The Landano project is launching with a pilot project in Ghana, Africa. The Landano mission is to provide economic mobility to marginalized people through better access to land administration systems. Having reliable proof of property rights will provide tenant farmers in rural Ghana with the confidence to invest in their land and improve its yields. It also improves access to financial services like mortgages, loans, and decentralized finance.
Ghana is home to 31 million people. It spans from coastal savannas to tropical rain forests and it is rich in natural resources. Ghana has been one of the more stable and democratic countries in West Africa. It has played a major role in inter-continental trade for many centuries and was the first sub-Saharan country to gain its national independence.
Prior to colonial rule, the land in the area now known as Ghana was governed by customary law and vested in traditional institutions referred to as stools or skins, family and similar kinship groups. The stool represents the spiritual and physical embodiment of the people. It is regarded as an immortal entity.

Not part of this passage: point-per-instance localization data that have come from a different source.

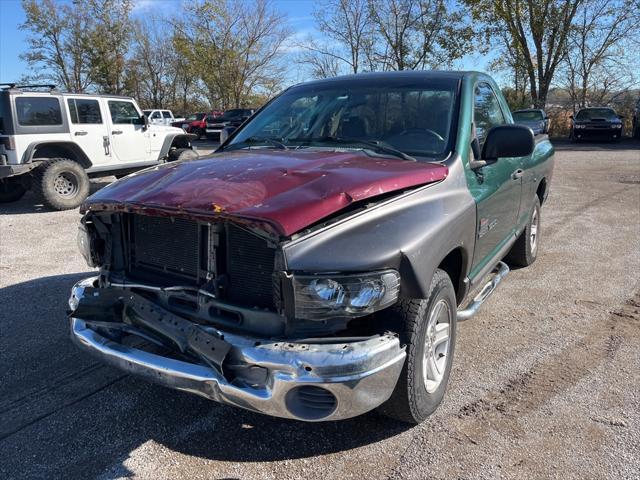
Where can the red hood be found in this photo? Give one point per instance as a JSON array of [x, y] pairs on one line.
[[288, 190]]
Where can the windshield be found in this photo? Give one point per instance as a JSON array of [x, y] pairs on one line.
[[414, 119], [528, 115], [592, 113]]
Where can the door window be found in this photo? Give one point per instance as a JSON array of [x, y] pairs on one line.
[[35, 111], [123, 112], [84, 111], [487, 112]]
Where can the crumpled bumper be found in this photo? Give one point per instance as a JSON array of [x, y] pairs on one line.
[[305, 381]]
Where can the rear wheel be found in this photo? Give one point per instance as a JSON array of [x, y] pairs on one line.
[[11, 190], [61, 183], [428, 329], [525, 251]]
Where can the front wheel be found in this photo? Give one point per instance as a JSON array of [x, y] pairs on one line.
[[61, 183], [428, 329], [11, 190]]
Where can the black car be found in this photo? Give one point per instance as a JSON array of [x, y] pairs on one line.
[[596, 123], [534, 118], [230, 118]]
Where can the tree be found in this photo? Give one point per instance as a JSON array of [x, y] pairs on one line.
[[346, 24], [537, 29], [109, 39], [599, 56], [417, 34], [234, 47], [59, 49]]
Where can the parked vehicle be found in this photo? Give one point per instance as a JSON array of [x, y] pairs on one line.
[[196, 123], [534, 118], [636, 120], [320, 272], [231, 118], [596, 123], [161, 117], [54, 142]]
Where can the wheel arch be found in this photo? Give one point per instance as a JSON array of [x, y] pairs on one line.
[[543, 190], [455, 264], [56, 149]]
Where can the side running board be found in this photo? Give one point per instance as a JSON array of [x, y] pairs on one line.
[[499, 273]]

The legal framework for land administration in Ghana is prescribed in its 1992 Constitution and the 2020 Land Law (Act 1036). These laws legitimize traditional land right holders such as stools, skins, clans, and families. Their customary laws operate alongside formal constitutional law in Ghana’s plural legal environment.

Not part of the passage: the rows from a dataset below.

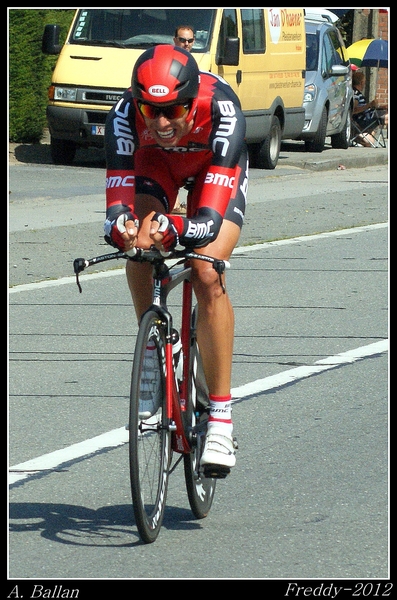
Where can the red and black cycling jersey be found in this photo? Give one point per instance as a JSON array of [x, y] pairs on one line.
[[213, 153]]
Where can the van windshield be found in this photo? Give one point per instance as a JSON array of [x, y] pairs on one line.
[[140, 27]]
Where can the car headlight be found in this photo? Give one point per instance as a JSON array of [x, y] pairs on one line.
[[310, 93]]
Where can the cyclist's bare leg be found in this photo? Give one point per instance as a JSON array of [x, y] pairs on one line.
[[139, 276], [215, 324]]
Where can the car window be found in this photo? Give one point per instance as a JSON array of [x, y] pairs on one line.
[[311, 52], [327, 57], [338, 52]]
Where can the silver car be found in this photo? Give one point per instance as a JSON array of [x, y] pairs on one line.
[[328, 97]]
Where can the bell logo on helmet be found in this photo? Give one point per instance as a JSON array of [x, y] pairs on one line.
[[158, 90]]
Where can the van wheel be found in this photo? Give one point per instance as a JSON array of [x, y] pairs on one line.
[[342, 139], [269, 149], [318, 142], [62, 151]]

Stool lands are estimated to constitute about 80% of land holdings in Ghana. This land is held in trust by the head of the community for the entire members of the community, clan or family in the belief that land is owned by the dead, living and those yet unborn. Within this traditional Ghanaian society, land is a spiritual entity that transcends the material realm.

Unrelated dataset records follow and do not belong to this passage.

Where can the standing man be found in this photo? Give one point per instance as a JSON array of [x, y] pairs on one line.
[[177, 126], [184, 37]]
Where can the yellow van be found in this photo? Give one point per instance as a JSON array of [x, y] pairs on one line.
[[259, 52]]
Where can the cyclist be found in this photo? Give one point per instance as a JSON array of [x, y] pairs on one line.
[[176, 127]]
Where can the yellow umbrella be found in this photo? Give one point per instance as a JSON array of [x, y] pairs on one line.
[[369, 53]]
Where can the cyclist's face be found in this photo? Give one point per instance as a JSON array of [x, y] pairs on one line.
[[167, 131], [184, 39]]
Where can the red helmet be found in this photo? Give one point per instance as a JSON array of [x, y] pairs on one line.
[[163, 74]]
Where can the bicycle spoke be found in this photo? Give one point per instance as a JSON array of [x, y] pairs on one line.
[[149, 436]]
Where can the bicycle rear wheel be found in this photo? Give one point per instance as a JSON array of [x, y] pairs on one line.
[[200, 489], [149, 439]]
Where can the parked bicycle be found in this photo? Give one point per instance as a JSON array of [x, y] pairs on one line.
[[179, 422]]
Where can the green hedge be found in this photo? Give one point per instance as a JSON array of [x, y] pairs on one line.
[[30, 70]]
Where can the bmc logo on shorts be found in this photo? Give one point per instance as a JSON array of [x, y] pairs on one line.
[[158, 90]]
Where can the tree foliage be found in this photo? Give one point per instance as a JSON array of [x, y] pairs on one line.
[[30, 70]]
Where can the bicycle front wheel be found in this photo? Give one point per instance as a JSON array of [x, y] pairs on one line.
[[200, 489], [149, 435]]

These practices are in contrast to a bureaucratic framework for land management that includes strictly defined geo-spatial data, legal documentation, and digital technologies. Like most modern nations, Ghana has been improving its land registry and cadastral systems over the recent decades, including a recent push towards digitization and electronic conveyancing.
In the meanwhile, Ghana continues to experience a number of systemic problems around land tenure security, including:
- Fraudulent sale or registration of land parcels
- Failure to formalize and register leaseholds
- Uncertain tenant farmer agreements
- Poorly coordinated land administration systems
The Landano team believes that these issues can be improved by introducing its higher-quality, blockchain-based records management for land administration using sustainable web3 software.
Ghana’s 2020 Land Law establishes Customary Land Secretariats for administering stool lands. It requires community leaders to take on fiduciary responsibilities and comply with documentation procedures. Landano can assist community leaders with fullfilling these recordkeeping duties, including management of commission and service fees. It can also help individual land users by facilitating land transactions and providing up-to-date, trustworthy land parcel information that makes it clear what their rights are.
Landano has begun its pilot project work in March 2022 with community outreach in rural Ashanti outside Kumasi. We have made site visits to discuss the needs of local land administrators as well as tenant farmers. We are now working on documenting these user stories to drive our product design decisions.
Like every sovereign nation, Ghana has its own land administration laws and its own unique customs and procedures. Landano is designed to work across jurisdictions and legal traditions by starting with a generic domain model for land administration.
This model helps to structure the documents and data that Landano manages. The fields and labels on its user interface can be customized to be more context-sensitive to a particular country, registry tradition, language, etc.. We are also working on adding geo-spatial unit data to Landano and sharing it as an Open Cadastral Map. We will provide more details on these technical developments in an upcoming post.